Woensdag 10 oktober. Na de eerste les Latijn (amo-amas-amat-amamus-amatis-amant) en even spelen met twee poppen die te drinken kregen en daarna moesten spugen en plassen, was het tijd voor het bos. Naar de hut! Niet veel meer dan dode boomstammen die in een vierkant liggen; maar voor ons is het ons plekje in het bos, waar wij kunnen doen wat in ons opkomt. Emma maakte een speer, en wilde daarna wel weer terug naar school. Maar Miquel was nog lang niet uitgespeeld.
Hij was een krijger die een kamp ging veroveren met zijn zelfgemaakte speer. Hij maakte boomschors glad met zand en verfde het met vlierbessen. Hij sloeg met twee stokken op een boom, totdat de stukken er vanaf vlogen. Ja, drummen in het bos! Dat wilde Emma en ik ook wel doen. We pakten twee stokken en begonnen voorzichtig op de stammen en takken te slaan. Hé, dat klonk niet overal hetzelfde. Sommige stokken braken eerder dan andere, en sommige bomen klonken holler dan hun buren. De blaadjes maakten weer een heel ander geluid.
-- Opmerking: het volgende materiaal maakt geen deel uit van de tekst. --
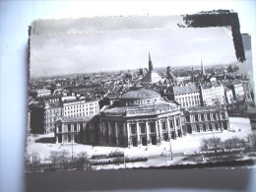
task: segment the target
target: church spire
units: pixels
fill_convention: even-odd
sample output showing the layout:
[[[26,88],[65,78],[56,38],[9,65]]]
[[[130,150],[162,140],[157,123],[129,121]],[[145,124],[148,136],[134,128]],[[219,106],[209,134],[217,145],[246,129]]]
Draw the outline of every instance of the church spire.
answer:
[[[149,71],[152,71],[152,70],[153,70],[153,64],[151,61],[151,53],[149,52]]]
[[[194,67],[192,66],[192,70],[191,70],[191,80],[192,82],[194,82]]]
[[[201,72],[202,72],[202,76],[206,76],[206,70],[205,70],[202,58],[201,58]]]

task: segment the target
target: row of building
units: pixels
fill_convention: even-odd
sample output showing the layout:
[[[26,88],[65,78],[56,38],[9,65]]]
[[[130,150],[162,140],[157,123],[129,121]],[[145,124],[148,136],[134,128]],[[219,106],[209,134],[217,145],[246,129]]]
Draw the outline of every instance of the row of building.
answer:
[[[149,55],[149,70],[140,84],[128,92],[108,93],[100,107],[99,99],[37,92],[43,99],[30,106],[32,133],[54,132],[56,143],[61,144],[137,147],[227,130],[226,105],[242,99],[253,102],[249,83],[215,78],[207,82],[205,75],[202,65],[199,81],[182,83],[168,67],[162,80]],[[165,84],[159,86],[160,80]]]
[[[96,116],[60,118],[57,143],[138,147],[229,128],[225,107],[183,109],[155,91],[135,88]]]

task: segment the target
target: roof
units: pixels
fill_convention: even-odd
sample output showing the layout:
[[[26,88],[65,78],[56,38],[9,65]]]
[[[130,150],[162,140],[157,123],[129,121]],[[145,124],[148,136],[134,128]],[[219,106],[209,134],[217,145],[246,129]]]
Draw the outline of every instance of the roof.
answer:
[[[77,103],[77,102],[81,102],[81,101],[85,101],[85,102],[93,102],[93,101],[97,101],[97,99],[96,98],[82,98],[82,99],[70,99],[70,100],[64,100],[63,103]]]
[[[195,84],[189,84],[182,87],[178,87],[178,86],[173,87],[174,95],[181,95],[181,94],[187,94],[187,93],[199,92],[199,91],[200,91],[199,88]]]
[[[61,117],[58,121],[61,122],[89,122],[94,118],[95,115],[88,116],[72,116],[72,117]]]
[[[173,102],[163,101],[152,105],[121,106],[108,108],[102,111],[107,116],[131,116],[131,115],[155,115],[162,112],[179,110],[178,105]]]
[[[160,96],[152,90],[146,90],[144,88],[134,91],[129,91],[121,96],[121,98],[128,99],[141,99],[141,98],[153,98],[160,97]]]
[[[156,71],[149,71],[146,76],[142,79],[143,82],[157,83],[161,77]]]
[[[220,108],[223,110],[224,108]],[[207,112],[207,111],[216,111],[218,108],[216,106],[193,106],[189,107],[187,112]]]

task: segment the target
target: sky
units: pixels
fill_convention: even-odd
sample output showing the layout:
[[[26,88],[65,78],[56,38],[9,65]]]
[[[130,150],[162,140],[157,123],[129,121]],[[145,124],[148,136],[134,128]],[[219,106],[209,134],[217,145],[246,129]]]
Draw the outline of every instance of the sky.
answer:
[[[32,77],[236,61],[229,27],[120,29],[32,35]]]

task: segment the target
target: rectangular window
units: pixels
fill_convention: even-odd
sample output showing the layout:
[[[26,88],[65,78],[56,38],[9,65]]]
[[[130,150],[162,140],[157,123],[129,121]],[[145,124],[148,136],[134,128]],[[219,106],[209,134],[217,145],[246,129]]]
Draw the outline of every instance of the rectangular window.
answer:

We hadden honger gekregen en gingen terug met onze schatten: een speer, stukjes boomschors, mooi zand, een tak. Bij school aangekomen plukte Miquel nog snel een trosje vlierbessen, om de schors te verven. Zo blijft het bos een schatkamer, om in te spelen en om spullen te verzamelen waarmee we later weer nieuwe dingen kunnen doen.